Existing video generation methods suffer from error accumulation, high training overhead, and difficulty in jointly modeling video length and content. This paper proposes Flowception—a non-autoregressive, variable-length framework—that introduces a novel collaborative mechanism of frame insertion and flow matching: alternating discrete frame insertion with continuous frame denoising to learn efficient probabilistic trajectories, thereby unifying temporal modeling and computational efficiency. The method integrates temporal-expansion flow matching, discrete-continuous hybrid sampling, local attention optimization, and non-autoregressive trajectory modeling. Flowception significantly outperforms autoregressive and full-sequence flow-based baselines on FVD and VBench, reduces training FLOPs by 3×, and is the first to enable unified modeling for both image-to-video generation and video interpolation. It supports high-fidelity, arbitrary-length video generation and interpolation.

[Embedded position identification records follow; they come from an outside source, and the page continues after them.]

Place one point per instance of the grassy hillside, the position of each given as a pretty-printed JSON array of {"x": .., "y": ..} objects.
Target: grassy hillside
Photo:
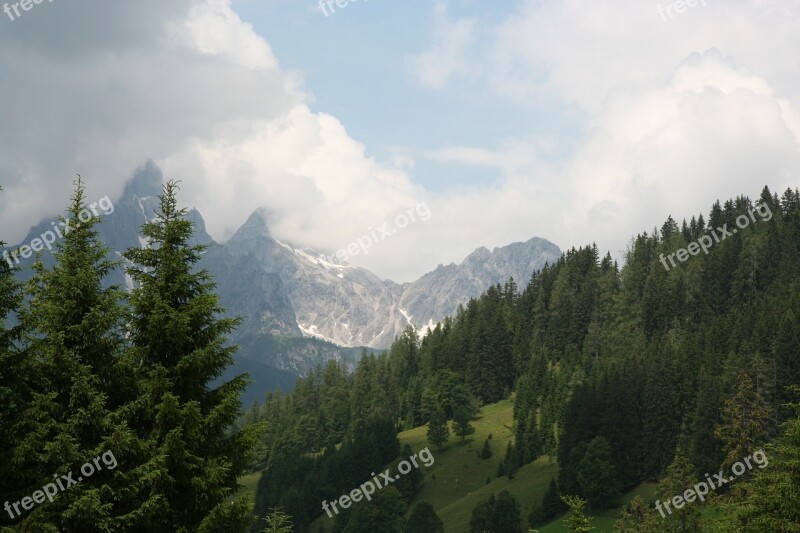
[{"x": 457, "y": 480}]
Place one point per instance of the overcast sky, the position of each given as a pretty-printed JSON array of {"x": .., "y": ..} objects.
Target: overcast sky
[{"x": 577, "y": 121}]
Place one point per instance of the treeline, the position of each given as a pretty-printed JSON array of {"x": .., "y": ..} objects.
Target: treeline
[
  {"x": 89, "y": 370},
  {"x": 614, "y": 369}
]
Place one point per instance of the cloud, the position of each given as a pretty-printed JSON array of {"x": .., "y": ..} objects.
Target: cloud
[
  {"x": 447, "y": 58},
  {"x": 195, "y": 88},
  {"x": 673, "y": 116}
]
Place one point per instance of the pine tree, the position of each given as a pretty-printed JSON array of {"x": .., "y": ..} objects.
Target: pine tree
[
  {"x": 680, "y": 476},
  {"x": 278, "y": 522},
  {"x": 179, "y": 341},
  {"x": 577, "y": 522},
  {"x": 15, "y": 387},
  {"x": 438, "y": 432},
  {"x": 746, "y": 422},
  {"x": 770, "y": 500},
  {"x": 74, "y": 338},
  {"x": 423, "y": 519},
  {"x": 486, "y": 450},
  {"x": 638, "y": 517},
  {"x": 461, "y": 421}
]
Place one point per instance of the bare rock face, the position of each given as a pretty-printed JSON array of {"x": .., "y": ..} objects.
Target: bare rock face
[{"x": 300, "y": 307}]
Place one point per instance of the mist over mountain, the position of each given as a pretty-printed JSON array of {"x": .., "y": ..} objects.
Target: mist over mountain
[{"x": 301, "y": 307}]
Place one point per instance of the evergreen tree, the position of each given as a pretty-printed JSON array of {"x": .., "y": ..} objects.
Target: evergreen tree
[
  {"x": 481, "y": 520},
  {"x": 770, "y": 500},
  {"x": 423, "y": 519},
  {"x": 384, "y": 513},
  {"x": 638, "y": 517},
  {"x": 550, "y": 507},
  {"x": 506, "y": 514},
  {"x": 746, "y": 422},
  {"x": 438, "y": 432},
  {"x": 15, "y": 387},
  {"x": 577, "y": 522},
  {"x": 73, "y": 335},
  {"x": 486, "y": 450},
  {"x": 461, "y": 421},
  {"x": 680, "y": 476},
  {"x": 179, "y": 343},
  {"x": 597, "y": 476}
]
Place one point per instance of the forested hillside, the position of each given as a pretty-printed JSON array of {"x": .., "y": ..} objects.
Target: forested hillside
[
  {"x": 620, "y": 372},
  {"x": 108, "y": 417}
]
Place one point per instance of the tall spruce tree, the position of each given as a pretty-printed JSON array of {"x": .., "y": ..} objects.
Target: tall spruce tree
[
  {"x": 179, "y": 341},
  {"x": 770, "y": 500},
  {"x": 747, "y": 422},
  {"x": 74, "y": 338}
]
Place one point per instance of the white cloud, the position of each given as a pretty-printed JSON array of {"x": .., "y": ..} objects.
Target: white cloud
[
  {"x": 448, "y": 57},
  {"x": 677, "y": 114}
]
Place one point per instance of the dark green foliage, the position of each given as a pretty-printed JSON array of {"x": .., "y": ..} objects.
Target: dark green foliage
[
  {"x": 482, "y": 516},
  {"x": 438, "y": 432},
  {"x": 577, "y": 522},
  {"x": 496, "y": 515},
  {"x": 679, "y": 477},
  {"x": 486, "y": 450},
  {"x": 423, "y": 519},
  {"x": 597, "y": 476},
  {"x": 461, "y": 421},
  {"x": 550, "y": 507},
  {"x": 74, "y": 409},
  {"x": 179, "y": 348},
  {"x": 770, "y": 500},
  {"x": 384, "y": 513}
]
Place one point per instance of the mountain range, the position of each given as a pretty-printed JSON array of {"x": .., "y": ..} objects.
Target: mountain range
[{"x": 301, "y": 306}]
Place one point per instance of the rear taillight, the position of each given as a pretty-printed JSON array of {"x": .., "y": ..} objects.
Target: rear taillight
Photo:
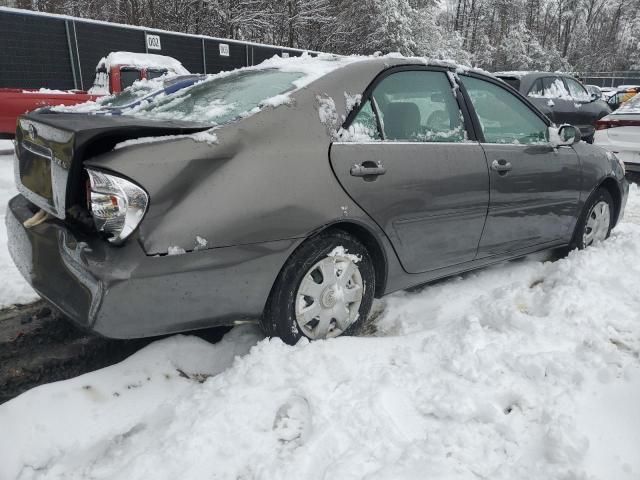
[
  {"x": 612, "y": 123},
  {"x": 116, "y": 205}
]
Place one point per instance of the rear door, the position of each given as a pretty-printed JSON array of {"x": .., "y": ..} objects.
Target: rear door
[
  {"x": 534, "y": 188},
  {"x": 407, "y": 160}
]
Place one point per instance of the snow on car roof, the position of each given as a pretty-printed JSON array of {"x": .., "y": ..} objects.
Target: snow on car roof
[
  {"x": 308, "y": 69},
  {"x": 513, "y": 73},
  {"x": 142, "y": 60}
]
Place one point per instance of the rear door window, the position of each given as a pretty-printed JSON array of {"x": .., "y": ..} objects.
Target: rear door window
[
  {"x": 155, "y": 73},
  {"x": 577, "y": 91},
  {"x": 503, "y": 117},
  {"x": 413, "y": 106}
]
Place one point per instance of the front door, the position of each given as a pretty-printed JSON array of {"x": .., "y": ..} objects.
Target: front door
[
  {"x": 534, "y": 188},
  {"x": 407, "y": 162}
]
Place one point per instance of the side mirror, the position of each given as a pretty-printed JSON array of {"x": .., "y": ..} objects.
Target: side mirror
[{"x": 565, "y": 135}]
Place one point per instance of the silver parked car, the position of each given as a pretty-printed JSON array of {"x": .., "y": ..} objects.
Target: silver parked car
[{"x": 325, "y": 183}]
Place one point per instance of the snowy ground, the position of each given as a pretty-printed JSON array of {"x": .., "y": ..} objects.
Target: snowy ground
[
  {"x": 13, "y": 288},
  {"x": 529, "y": 370}
]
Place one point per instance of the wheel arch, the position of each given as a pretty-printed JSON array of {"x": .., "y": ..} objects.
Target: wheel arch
[
  {"x": 373, "y": 246},
  {"x": 611, "y": 185}
]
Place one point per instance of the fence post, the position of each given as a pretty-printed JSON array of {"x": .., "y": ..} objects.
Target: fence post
[
  {"x": 71, "y": 59},
  {"x": 75, "y": 36},
  {"x": 204, "y": 58}
]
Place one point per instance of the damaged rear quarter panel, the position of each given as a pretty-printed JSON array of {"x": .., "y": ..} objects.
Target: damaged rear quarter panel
[{"x": 268, "y": 178}]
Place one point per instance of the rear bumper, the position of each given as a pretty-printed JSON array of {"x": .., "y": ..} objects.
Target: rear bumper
[{"x": 121, "y": 292}]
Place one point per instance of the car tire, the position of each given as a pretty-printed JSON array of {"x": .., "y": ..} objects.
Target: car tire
[
  {"x": 596, "y": 219},
  {"x": 305, "y": 304}
]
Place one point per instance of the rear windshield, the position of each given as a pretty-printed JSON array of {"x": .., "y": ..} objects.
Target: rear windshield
[
  {"x": 631, "y": 107},
  {"x": 221, "y": 99},
  {"x": 513, "y": 81},
  {"x": 144, "y": 88}
]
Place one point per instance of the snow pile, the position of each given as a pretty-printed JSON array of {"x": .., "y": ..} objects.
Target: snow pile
[
  {"x": 526, "y": 370},
  {"x": 14, "y": 289},
  {"x": 48, "y": 90}
]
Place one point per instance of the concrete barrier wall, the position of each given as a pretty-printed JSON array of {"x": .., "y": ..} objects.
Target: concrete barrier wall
[{"x": 60, "y": 52}]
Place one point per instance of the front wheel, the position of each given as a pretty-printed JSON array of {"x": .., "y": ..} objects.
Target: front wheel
[
  {"x": 324, "y": 290},
  {"x": 596, "y": 220}
]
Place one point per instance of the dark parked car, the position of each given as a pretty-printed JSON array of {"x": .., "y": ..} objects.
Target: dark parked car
[
  {"x": 561, "y": 97},
  {"x": 328, "y": 182}
]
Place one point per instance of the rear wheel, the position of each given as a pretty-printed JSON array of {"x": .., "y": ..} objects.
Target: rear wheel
[
  {"x": 596, "y": 220},
  {"x": 324, "y": 290}
]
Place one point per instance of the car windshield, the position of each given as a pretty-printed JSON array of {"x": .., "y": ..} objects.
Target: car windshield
[
  {"x": 513, "y": 81},
  {"x": 630, "y": 107},
  {"x": 220, "y": 99}
]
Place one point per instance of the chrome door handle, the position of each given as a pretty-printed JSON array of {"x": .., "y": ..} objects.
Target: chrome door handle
[
  {"x": 501, "y": 166},
  {"x": 368, "y": 169}
]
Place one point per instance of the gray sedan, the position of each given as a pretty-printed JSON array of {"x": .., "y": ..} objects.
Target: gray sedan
[{"x": 324, "y": 183}]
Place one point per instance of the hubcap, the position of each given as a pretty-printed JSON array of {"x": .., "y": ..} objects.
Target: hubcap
[
  {"x": 329, "y": 297},
  {"x": 597, "y": 225}
]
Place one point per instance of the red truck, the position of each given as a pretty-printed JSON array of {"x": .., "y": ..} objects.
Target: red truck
[{"x": 114, "y": 73}]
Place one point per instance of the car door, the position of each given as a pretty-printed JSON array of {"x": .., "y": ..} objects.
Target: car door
[
  {"x": 534, "y": 188},
  {"x": 407, "y": 161}
]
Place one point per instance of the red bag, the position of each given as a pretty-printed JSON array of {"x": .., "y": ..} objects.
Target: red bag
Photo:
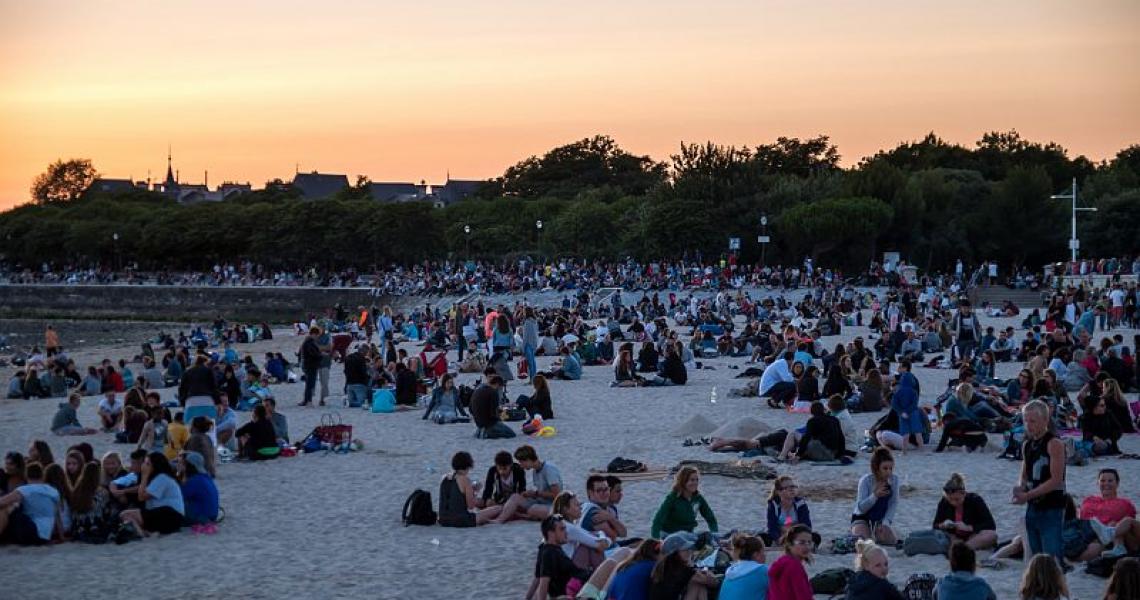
[{"x": 332, "y": 430}]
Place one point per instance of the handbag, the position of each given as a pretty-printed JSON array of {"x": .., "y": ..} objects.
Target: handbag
[{"x": 332, "y": 430}]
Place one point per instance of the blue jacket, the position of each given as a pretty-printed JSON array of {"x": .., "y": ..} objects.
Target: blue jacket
[
  {"x": 905, "y": 399},
  {"x": 963, "y": 585},
  {"x": 775, "y": 526}
]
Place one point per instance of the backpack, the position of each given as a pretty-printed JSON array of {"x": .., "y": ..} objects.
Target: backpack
[
  {"x": 417, "y": 509},
  {"x": 920, "y": 586},
  {"x": 926, "y": 542},
  {"x": 831, "y": 581}
]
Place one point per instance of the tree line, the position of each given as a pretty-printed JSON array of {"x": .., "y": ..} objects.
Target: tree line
[{"x": 929, "y": 200}]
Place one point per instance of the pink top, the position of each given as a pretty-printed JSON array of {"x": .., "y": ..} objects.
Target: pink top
[
  {"x": 1107, "y": 511},
  {"x": 788, "y": 580}
]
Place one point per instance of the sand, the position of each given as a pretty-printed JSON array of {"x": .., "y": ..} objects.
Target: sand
[{"x": 330, "y": 526}]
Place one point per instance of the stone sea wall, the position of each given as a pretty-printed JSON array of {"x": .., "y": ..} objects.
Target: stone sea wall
[{"x": 169, "y": 302}]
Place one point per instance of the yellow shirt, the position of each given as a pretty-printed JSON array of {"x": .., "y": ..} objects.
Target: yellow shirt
[{"x": 177, "y": 436}]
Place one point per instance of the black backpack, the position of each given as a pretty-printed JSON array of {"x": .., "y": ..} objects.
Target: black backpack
[{"x": 417, "y": 509}]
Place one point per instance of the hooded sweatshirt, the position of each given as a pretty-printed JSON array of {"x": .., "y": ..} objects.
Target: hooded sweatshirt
[
  {"x": 746, "y": 581},
  {"x": 865, "y": 585},
  {"x": 965, "y": 585}
]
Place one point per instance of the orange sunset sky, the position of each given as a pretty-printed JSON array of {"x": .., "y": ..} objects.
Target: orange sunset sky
[{"x": 405, "y": 90}]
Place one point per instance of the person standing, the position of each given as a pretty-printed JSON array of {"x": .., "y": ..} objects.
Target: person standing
[
  {"x": 1041, "y": 486},
  {"x": 310, "y": 364}
]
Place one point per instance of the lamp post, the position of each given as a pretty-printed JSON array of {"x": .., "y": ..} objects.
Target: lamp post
[
  {"x": 1074, "y": 243},
  {"x": 538, "y": 235},
  {"x": 764, "y": 236}
]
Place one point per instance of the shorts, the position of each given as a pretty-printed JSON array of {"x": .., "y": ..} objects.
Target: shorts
[
  {"x": 162, "y": 520},
  {"x": 467, "y": 519},
  {"x": 22, "y": 530}
]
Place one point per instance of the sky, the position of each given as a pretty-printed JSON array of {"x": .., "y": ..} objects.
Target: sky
[{"x": 402, "y": 91}]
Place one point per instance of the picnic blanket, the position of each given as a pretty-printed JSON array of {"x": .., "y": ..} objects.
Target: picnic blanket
[{"x": 740, "y": 469}]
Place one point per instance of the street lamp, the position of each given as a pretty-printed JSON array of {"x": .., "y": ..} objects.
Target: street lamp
[
  {"x": 1074, "y": 243},
  {"x": 764, "y": 236}
]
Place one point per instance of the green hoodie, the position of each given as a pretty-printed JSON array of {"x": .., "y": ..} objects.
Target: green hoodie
[{"x": 680, "y": 515}]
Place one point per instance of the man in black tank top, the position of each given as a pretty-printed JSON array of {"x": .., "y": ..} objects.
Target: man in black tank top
[{"x": 1042, "y": 483}]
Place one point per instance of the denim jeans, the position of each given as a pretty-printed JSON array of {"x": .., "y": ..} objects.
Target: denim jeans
[
  {"x": 1043, "y": 532},
  {"x": 531, "y": 364},
  {"x": 357, "y": 395},
  {"x": 310, "y": 384}
]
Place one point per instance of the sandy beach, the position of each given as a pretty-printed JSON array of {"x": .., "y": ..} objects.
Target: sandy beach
[{"x": 328, "y": 526}]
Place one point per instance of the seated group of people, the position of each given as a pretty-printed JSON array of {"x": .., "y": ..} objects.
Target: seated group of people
[{"x": 90, "y": 501}]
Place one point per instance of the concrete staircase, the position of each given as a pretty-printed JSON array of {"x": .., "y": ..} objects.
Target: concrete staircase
[{"x": 996, "y": 294}]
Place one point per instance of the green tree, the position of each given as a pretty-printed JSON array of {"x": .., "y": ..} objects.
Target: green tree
[{"x": 64, "y": 180}]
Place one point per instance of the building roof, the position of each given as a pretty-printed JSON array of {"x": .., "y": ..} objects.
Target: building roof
[
  {"x": 111, "y": 186},
  {"x": 392, "y": 192},
  {"x": 456, "y": 189},
  {"x": 317, "y": 186}
]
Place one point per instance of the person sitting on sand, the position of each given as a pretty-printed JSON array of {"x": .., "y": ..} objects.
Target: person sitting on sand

We present Flowception, a novel non-autoregressive and variable-length video generation framework. Flowception learns a probability path that interleaves discrete frame insertions with continuous frame denoising. Compared to autoregressive methods, Flowception alleviates error accumulation/drift as the frame insertion mechanism during sampling serves as an efficient compression mechanism to handle long-term context. Compared to full-sequence flows, our method reduces FLOPs for training three-fold, while also being more amenable to local attention variants, and allowing to learn the length of videos jointly with their content. Quantitative experimental results show improved FVD and VBench metrics over autoregressive and full-sequence baselines, which is further validated with qualitative results. Finally, by learning to insert and denoise frames in a sequence, Flowception seamlessly integrates different tasks such as image-to-video generation and video interpolation.